The vast multitudes who attend APHA -- and I mean that sincerely, it's a huge convention, with something like 15,000 registrants -- are not exactly a revolutionary vanguard. They are state and federal bureaucrats (by now, more than half of them appointed or hired by Republican governors or the Emperor of Mespotamia); scientists in many disciplines, most of whom study narrow problems with no obvious political content (such as my own work on physician-patient communication, although there might be some politics in there after all); practicing physicians and other kinds of health care providers; health educators who teach people how to eat or exercise or take their pills; and yes, a few community organizers and public health outreach workers and advocates whose work is to a greater or lesser extent bound up with social change or compels them to activism.
Nevertheless, since John Snow took the handle off the Broad St. pump in 1854 (or maybe he didn't, but it's the idea that counts), thereby ending a cholera outbreak, the public health community has been reality based. And as we all know, reality has a liberal bias. In the first place, fundamentally, there is a strong gradient in health status and life expectancy associated with the construct called socioeconomic status. People with more money, more education, higher social status, more authority in the workplace, live longer, healthier lives. Ergo, reducing social inequality means a healthier population. And no, it doesn't happen at the cost of worse health for the rich. There are fewer of them to begin with, and they have more than enough. The greater equality of European countries compared to the U.S. is one reason why their populations are healthier.

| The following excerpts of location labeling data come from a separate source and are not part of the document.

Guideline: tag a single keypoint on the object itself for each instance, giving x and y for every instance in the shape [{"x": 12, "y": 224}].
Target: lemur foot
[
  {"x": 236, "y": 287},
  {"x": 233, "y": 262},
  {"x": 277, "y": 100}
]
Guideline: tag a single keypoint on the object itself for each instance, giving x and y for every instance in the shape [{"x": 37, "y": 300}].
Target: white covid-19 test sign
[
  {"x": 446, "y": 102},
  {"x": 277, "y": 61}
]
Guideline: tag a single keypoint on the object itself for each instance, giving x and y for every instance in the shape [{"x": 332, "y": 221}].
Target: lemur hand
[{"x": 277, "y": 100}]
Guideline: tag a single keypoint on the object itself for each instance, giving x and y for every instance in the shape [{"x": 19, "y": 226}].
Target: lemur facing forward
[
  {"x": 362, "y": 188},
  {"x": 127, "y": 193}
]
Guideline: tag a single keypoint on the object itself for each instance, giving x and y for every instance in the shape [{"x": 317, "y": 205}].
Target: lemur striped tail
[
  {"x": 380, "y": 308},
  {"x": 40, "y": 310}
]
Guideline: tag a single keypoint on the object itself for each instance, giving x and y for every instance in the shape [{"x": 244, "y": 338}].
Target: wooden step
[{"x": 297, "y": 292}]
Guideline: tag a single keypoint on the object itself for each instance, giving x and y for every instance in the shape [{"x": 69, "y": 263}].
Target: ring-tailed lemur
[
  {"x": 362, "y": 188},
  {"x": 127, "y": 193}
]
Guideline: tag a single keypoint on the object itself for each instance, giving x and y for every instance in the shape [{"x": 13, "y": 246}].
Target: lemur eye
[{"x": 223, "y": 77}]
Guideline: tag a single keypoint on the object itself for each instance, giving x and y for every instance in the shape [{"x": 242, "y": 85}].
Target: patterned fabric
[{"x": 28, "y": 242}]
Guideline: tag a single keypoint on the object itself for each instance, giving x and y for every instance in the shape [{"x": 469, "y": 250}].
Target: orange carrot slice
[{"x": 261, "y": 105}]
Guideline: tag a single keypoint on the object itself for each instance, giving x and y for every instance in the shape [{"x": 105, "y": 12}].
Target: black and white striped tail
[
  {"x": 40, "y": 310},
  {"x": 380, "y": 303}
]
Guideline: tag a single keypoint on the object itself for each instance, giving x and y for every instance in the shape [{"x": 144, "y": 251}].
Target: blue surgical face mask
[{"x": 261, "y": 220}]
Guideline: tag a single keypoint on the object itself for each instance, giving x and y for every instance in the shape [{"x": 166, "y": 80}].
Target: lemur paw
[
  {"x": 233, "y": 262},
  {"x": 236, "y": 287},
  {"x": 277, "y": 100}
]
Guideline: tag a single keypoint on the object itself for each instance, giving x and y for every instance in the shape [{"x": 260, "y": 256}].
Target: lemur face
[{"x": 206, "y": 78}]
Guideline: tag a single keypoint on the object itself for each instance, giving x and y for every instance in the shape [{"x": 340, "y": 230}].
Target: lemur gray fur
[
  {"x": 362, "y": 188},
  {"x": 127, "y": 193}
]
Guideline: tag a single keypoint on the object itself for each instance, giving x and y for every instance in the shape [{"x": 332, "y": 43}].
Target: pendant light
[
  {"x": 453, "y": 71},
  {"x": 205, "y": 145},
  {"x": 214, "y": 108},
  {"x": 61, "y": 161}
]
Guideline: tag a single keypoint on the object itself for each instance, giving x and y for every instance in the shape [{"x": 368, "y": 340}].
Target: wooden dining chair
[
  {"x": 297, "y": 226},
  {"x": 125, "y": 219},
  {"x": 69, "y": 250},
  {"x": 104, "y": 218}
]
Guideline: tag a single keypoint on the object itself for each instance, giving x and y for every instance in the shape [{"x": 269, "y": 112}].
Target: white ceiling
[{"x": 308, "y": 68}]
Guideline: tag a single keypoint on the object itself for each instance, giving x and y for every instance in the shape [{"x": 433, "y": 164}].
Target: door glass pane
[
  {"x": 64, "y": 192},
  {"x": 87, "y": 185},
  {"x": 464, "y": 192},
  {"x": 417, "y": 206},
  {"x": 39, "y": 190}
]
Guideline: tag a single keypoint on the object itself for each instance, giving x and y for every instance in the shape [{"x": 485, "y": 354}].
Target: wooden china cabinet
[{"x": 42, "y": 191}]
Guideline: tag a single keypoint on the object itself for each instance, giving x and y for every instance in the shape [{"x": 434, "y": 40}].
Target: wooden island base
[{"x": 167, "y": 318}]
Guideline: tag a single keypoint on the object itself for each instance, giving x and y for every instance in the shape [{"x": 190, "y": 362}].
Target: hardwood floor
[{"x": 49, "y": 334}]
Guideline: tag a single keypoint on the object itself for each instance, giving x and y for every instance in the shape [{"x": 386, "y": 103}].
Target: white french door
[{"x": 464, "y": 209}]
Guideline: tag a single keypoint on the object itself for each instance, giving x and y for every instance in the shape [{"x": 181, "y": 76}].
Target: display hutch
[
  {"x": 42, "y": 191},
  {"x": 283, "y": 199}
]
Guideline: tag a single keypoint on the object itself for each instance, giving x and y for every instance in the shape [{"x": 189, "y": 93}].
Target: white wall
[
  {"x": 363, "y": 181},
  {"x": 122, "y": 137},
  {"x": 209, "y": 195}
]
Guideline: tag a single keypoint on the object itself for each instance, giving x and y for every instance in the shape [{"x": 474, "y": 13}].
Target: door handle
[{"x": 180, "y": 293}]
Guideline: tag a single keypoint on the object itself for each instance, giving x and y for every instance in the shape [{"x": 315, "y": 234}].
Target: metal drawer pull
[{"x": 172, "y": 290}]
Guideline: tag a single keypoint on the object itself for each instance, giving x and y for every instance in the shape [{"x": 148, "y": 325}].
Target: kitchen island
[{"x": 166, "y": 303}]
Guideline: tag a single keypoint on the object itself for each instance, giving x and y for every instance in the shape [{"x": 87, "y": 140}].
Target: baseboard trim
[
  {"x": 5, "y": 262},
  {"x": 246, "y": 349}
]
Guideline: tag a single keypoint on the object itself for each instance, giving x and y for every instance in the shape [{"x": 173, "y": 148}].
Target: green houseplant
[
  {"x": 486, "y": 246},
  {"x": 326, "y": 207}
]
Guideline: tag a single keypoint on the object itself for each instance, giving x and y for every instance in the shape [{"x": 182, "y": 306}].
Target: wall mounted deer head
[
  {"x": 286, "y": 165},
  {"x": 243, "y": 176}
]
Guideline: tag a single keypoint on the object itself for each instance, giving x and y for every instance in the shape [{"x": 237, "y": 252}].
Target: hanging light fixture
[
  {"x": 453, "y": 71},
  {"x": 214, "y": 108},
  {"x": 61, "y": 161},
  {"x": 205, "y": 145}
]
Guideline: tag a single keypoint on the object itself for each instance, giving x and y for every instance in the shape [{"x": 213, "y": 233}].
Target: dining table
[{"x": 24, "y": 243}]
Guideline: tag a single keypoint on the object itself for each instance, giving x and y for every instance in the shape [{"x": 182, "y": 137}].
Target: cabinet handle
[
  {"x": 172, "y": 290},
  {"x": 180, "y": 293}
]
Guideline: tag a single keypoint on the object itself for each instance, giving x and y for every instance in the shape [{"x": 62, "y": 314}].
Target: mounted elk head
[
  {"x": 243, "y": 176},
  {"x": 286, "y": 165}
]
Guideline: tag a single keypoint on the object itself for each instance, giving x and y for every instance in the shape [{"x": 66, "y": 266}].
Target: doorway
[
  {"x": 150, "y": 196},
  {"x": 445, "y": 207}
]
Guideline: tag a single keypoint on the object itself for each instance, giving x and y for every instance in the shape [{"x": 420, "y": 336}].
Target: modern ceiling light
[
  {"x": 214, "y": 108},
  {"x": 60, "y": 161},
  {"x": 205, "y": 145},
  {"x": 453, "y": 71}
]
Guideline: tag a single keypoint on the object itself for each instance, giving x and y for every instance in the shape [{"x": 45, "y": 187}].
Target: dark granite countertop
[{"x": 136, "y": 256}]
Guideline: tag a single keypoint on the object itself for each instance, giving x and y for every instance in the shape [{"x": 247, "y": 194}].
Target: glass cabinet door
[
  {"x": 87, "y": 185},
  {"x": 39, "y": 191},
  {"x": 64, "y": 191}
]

Second, public health depends on public goods. These include clean air, clean water, clean food supply, open access to information, safe neighborhoods, well educated children, control of infectious diseases even among people who can't pay for medical care on their own, and a whole lot more than markets don't supply, and powerful interests such as corporations and rich folks who don't want to pay taxes don't want us to have.
Third, moral sanctimony founders on the rock of truth. Your "moral values" may lead you to demand abstinence-only sex education, but the truth is that it doesn't cause abstinence, doesn't prevent sexually transmitted infections, and doesn't prevent unintended pregnancy. Moral condemnation of homosexuality doesn't do anything to cause people not to be homosexual or not to engage in homosexual behavior (just ask Ted Haggard) but it does cause young people to experience shame and anguish, to be shunned by their peers, sometimes to kill themselves, sometimes to develop substance abuse problems; and it makes it impossible to provide people with information and resources to stay healthy. Declaring that obesity or abstinence from tobacco are matters of personal responsibility doesn't fix the toxic food environment or the trillions spent by corporations to manipulate us into eating and inhaling poison.
And, obviously, war is bad for children and other living things.
So, that reality base forces public health researchers and practitioners to favor one party over the other in the current U.S. political scene. There's just no getting away from it. Will the prospects for public health change dramatically if one party rule ends in the United States? No. But it is possible that in the years ahead, they'll start to look up a little bit. Maybe we'll even catch up with Cuba, in a few decades.